Le domande aventi ad oggetto diversi e distinti diritti di credito,
benché relativi ad un medesimo rapporto di durata tra le parti, possono
essere proposte in separati processi, ma, ove le suddette pretese
creditorie, oltre a far capo ad un medesimo rapporto tra le stesse parti,
siano anche, in proiezione, inscrivibili nel medesimo ambito oggettivo
di un possibile giudicato o, comunque, fondate sullo stesso fatto
costitutivo, - sì da non poter essere accertate separatamente se non a
costo di una duplicazione di attività istruttoria e di una conseguente
dispersione della conoscenza dell'identica vicenda sostanziale - le
relative domande possono essere formulate in autonomi giudizi solo se
risulti in capo al creditore un interesse oggettivamente valutabile alla
tutela processuale frazionata, e, laddove ne manchi la corrispondente
deduzione, il giudice che intenda farne oggetto di rilievo dovrà indicare
la relativa questione ex art. 183, c.p.c., riservando, se del caso, la
decisione con termine alle parti per il deposito di memorie ex art. 101,
comma 2, c.p.c (Cass. Sez. Un., sentenza 16 febbraio 2017, n. 4090).
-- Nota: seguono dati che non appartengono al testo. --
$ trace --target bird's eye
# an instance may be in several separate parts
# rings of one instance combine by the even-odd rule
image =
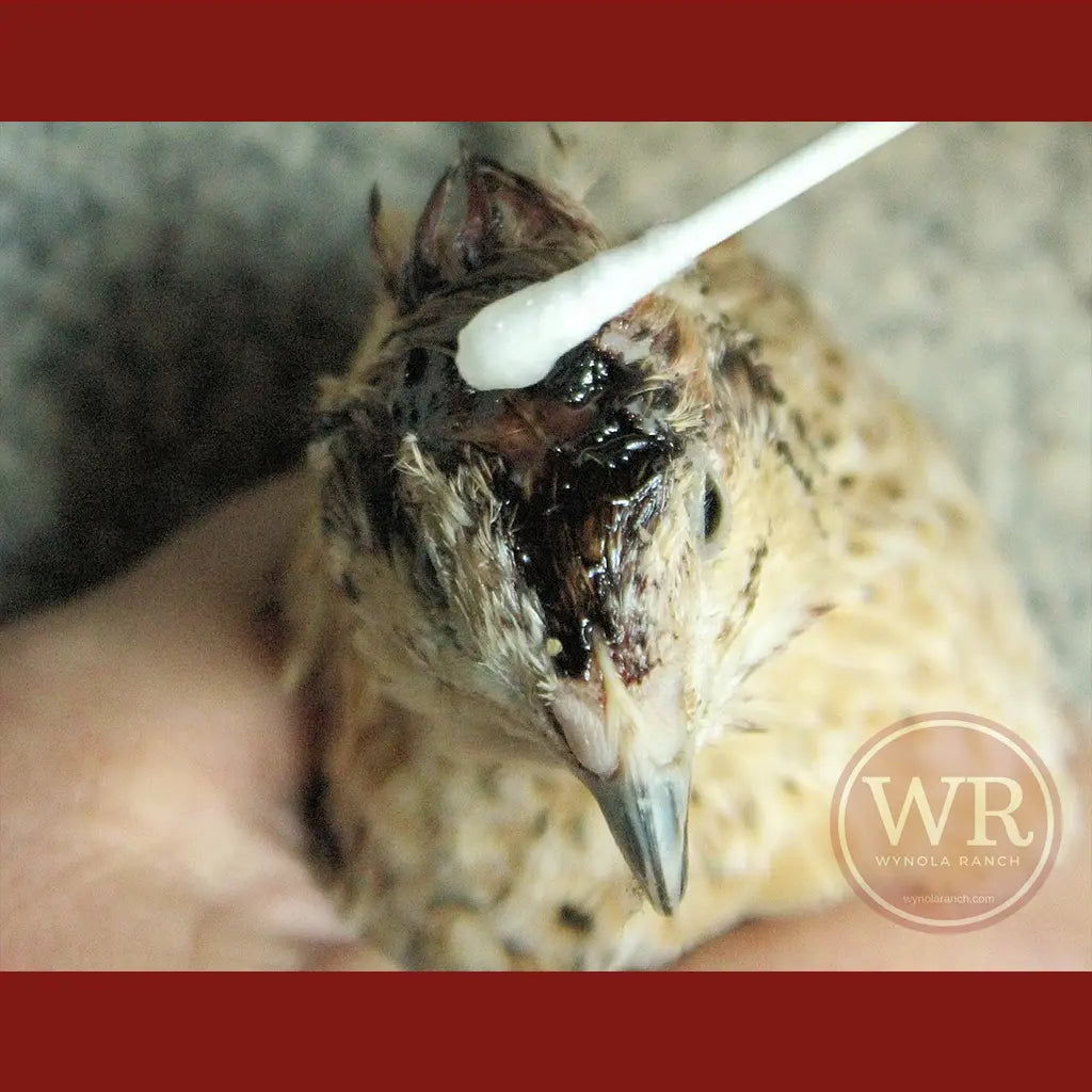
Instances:
[[[721,490],[705,478],[705,537],[712,538],[721,525]]]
Nel caso in esame si è fuori dalla portata della citata pronuncia
perché le domande di restituzione avanzate dalla
società contro l'avvocato non solo non fanno capo ad un medesimo
rapporto tra le stesse parti, ma non sono neppure, in proiezione,
inscrivibili nel medesimo ambito oggettivo di un possibile giudicato o,
comunque, fondate sullo stesso fatto costitutivo perché, come rilevato
dal Tribunale, "i titoli in forza dei quali le somme erano versate
dall'appellante all'appellato sono diversi e sono rappresentati dalle
plurime e diverse sentenze del giudice di pace e che solo con la riforma
delle predette sentenze del giudice di pace [...] è sorto il diritto della
società appellante [...] alla restituzione delle somme".